Por ocasião do Dia Mundial da Criança, a Guarda Nacional Republicana (GNR) reforçou o seu compromisso com a proteção e segurança dos mais jovens, divulgando dados sobre a sinistralidade rodoviária e os afogamentos que envolvem menores de idade.
Com a aproximação das férias escolares e da época balnear, a GNR apela aos pais, encarregados de educação e à sociedade em geral para a adoção de comportamentos preventivos e para uma vigilância reforçada das crianças e jovens.
Os dados divulgados pela Guarda, referentes ao período compreendido entre 2024 e abril de 2026, evidenciam o impacto dos acidentes rodoviários em crianças e jovens até aos 16 anos, analisando três situações distintas: crianças enquanto passageiras, peões e condutoras de velocípedes.
Entre estas categorias, a de crianças passageiras continua a registar o maior número de vítimas. Em 2024 foram contabilizadas 1.196 crianças vítimas de acidentes rodoviários nesta condição, número que aumentou para 1.271 em 2025. Já nos primeiros quatro meses de 2026, até 30 de abril, foram registadas 356 vítimas.
A faixa etária dos 11 aos 16 anos apresenta os números mais elevados de sinistralidade, com 496 vítimas em 2024 e 478 em 2025. A GNR destaca ainda, com preocupação, o registo de vítimas mortais em 2025: uma criança entre os 11 e os 16 anos e quatro crianças na faixa etária dos 6 aos 10 anos perderam a vida em acidentes rodoviários.

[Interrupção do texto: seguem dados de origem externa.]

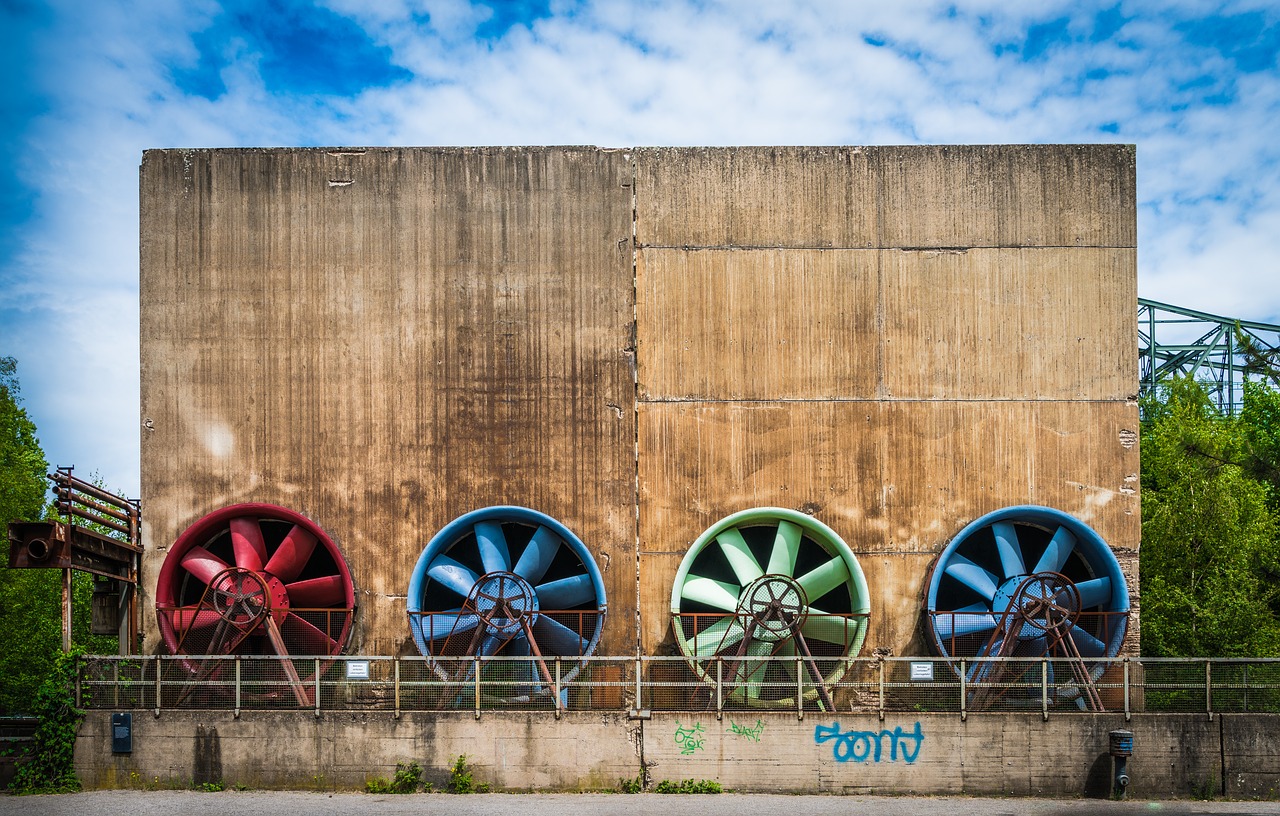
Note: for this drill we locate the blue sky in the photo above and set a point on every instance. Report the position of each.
(90, 86)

A distribuição geográfica dos casos coloca os distritos do Porto e de Braga entre aqueles que apresentam maior incidência de acidentes envolvendo menores. No distrito do Porto, por exemplo, foram registadas 69 vítimas na faixa dos 11 aos 16 anos em 2024 e 59 em 2025.
Através desta divulgação, a GNR pretende sensibilizar a população para a importância da prevenção e da adoção de comportamentos seguros na estrada, recordando que a proteção das crianças é uma responsabilidade coletiva.
No Dia Mundial da Criança, a Guarda reforça a mensagem de que “a segurança dos mais jovens deve permanecer uma prioridade diária, especialmente durante os períodos de férias, quando aumenta a exposição a situações de risco”.